Digital Health Workshop

About this Workshop

Increasingly, care in the health service is being shifted from hospital to home. This has benefits, including more comfortable care environments for patients as well as reduced costs for care providers. This brings with it many opportunities to re-design care systems to exploit innovative technologies and reconfigure care practices to optimize care at home. This will demand better systems for remote monitoring and intervention, and also technologies that are usable by patients and lay carers as well as professionals.

 

The Roadmap

The Workshop provided a forum for the development of a roadmap for engineering and physical sciences research leading to improvements in the diagnosis, monitoring and treatment pathways for care at home, particularly across multiple clinical conditions. Speakers from clinical, engineering and industrial communities, gave their perspectives on the requirements that should be driving the development of these pathways, the technical opportunities that lie ahead and the barriers that exist which must be overcome for eventual adoption in the public healthcare system.

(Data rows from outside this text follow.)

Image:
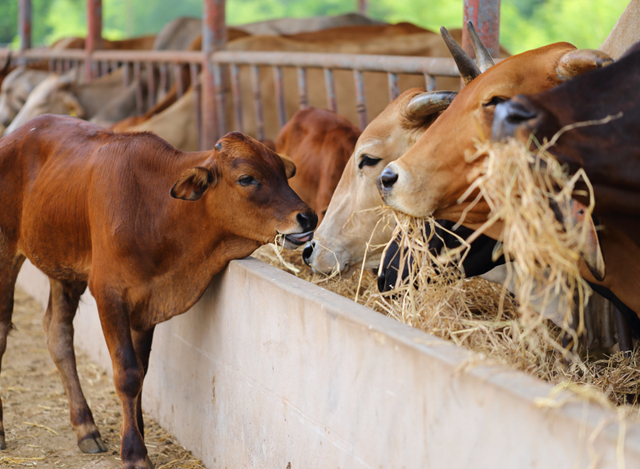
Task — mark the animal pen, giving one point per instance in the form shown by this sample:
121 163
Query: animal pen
268 370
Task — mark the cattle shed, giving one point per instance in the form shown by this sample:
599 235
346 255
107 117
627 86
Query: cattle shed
267 370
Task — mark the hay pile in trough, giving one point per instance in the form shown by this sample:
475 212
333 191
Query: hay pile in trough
481 315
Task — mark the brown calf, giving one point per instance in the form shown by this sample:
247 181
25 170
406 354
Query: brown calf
144 225
320 143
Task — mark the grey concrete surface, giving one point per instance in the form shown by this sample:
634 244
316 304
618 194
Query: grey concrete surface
269 371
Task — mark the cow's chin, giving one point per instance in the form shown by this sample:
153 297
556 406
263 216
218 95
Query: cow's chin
292 239
413 210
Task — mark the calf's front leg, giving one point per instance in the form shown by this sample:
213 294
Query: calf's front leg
128 375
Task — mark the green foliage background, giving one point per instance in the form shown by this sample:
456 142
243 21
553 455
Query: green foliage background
525 24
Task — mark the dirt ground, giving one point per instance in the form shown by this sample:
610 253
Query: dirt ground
36 414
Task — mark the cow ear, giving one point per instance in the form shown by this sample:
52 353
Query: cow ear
580 61
426 104
289 166
591 251
193 183
73 105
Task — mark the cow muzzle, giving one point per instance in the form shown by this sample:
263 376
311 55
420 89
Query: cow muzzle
307 222
513 119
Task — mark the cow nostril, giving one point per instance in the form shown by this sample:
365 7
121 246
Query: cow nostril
307 220
388 178
308 251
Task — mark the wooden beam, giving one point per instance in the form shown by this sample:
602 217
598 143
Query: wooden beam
94 35
485 15
24 26
214 38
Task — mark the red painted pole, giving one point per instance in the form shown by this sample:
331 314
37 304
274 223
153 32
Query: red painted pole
24 25
214 38
485 15
94 35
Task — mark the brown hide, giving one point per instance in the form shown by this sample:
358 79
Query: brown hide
320 143
608 152
134 43
144 225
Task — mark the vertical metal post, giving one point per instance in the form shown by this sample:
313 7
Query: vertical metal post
485 15
94 35
24 26
214 37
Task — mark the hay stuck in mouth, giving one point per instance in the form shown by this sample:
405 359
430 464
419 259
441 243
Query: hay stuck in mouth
481 315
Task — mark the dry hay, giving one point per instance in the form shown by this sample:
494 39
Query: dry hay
481 315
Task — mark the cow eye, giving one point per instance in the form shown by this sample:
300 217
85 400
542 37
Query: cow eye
368 161
247 180
495 101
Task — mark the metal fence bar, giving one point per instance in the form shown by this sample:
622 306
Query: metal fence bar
257 100
361 100
220 99
394 86
280 103
164 78
151 84
237 98
367 63
177 71
331 90
139 97
126 75
303 92
197 96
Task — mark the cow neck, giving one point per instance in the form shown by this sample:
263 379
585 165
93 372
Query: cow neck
198 246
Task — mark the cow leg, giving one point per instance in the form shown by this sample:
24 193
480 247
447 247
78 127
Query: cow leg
625 341
128 375
9 269
58 325
142 345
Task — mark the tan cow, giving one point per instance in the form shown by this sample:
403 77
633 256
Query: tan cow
102 100
353 218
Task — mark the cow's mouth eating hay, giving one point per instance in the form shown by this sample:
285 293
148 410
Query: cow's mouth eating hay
480 315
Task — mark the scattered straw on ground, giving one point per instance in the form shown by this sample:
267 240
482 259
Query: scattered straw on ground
36 413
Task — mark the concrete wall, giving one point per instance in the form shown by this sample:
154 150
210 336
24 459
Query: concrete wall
268 370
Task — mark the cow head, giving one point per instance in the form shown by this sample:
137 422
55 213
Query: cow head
15 90
244 185
352 215
431 177
52 96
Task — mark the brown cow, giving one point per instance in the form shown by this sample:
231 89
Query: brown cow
320 143
431 177
144 225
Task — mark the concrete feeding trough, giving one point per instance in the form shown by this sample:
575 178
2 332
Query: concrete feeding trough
267 370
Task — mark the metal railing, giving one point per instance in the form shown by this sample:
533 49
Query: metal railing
170 64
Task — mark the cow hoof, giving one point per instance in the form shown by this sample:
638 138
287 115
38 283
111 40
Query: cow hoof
92 445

You can download the Roadmap for EPS Research into Digital Health for Remote Monitoring and Self Management as a PDF document.

The Roadmap identifies four broad opportunity areas: generic continuous monitoring from a diversity of information sources, recovery monitoring, early diagnosis, and new patient access routes.  They rely on a diversity of EPS research including sensors, data, machine learning and user interfaces taking advantage of the opportunities offered by the Internet of Things, and placing user-centred engineering at the heart.

  

Workshop Structure

The Workshop was divided into three Sessions covering: current innovative practices, challenges to the delivery of safe and effective care at home, and technological opportunities to address the identified challenges. Each Session started with short talks and was followed by structured roadmapping.

View the Workshop structure.

 

Confirmed Speakers

Prof Elizabeth Murray, Co-Director of the eHealth Unit, University College London

Prof Andrew Farmer, Professor of General Practice, University of Oxford

Prof Claudia Estcourt, Glasgow Calendonian University

Dr Malcolm Clarke, Reader in Telemedicine and eHealth Systems , Brunel University

Charles Lowe, Managing Director, Digital Health and Care Alliance

Prof Ian Craddock, Professor in Data-Driven Health, University of Bristol

 

Workshop Attendees

We invited participants from across the clinical, academic, engineering, physical sciences and industrial communities to this Workshop.

 

Who organised this Workshop?

The Workshop was put together by Professor Ann Blandford (Computer Science & Institute of Digital Health, UCL) along with Professor Andrew Flewitt (Engineering Department, Cambridge University) for the EPSRC Fast Assessment and Treatment NetworksPlus.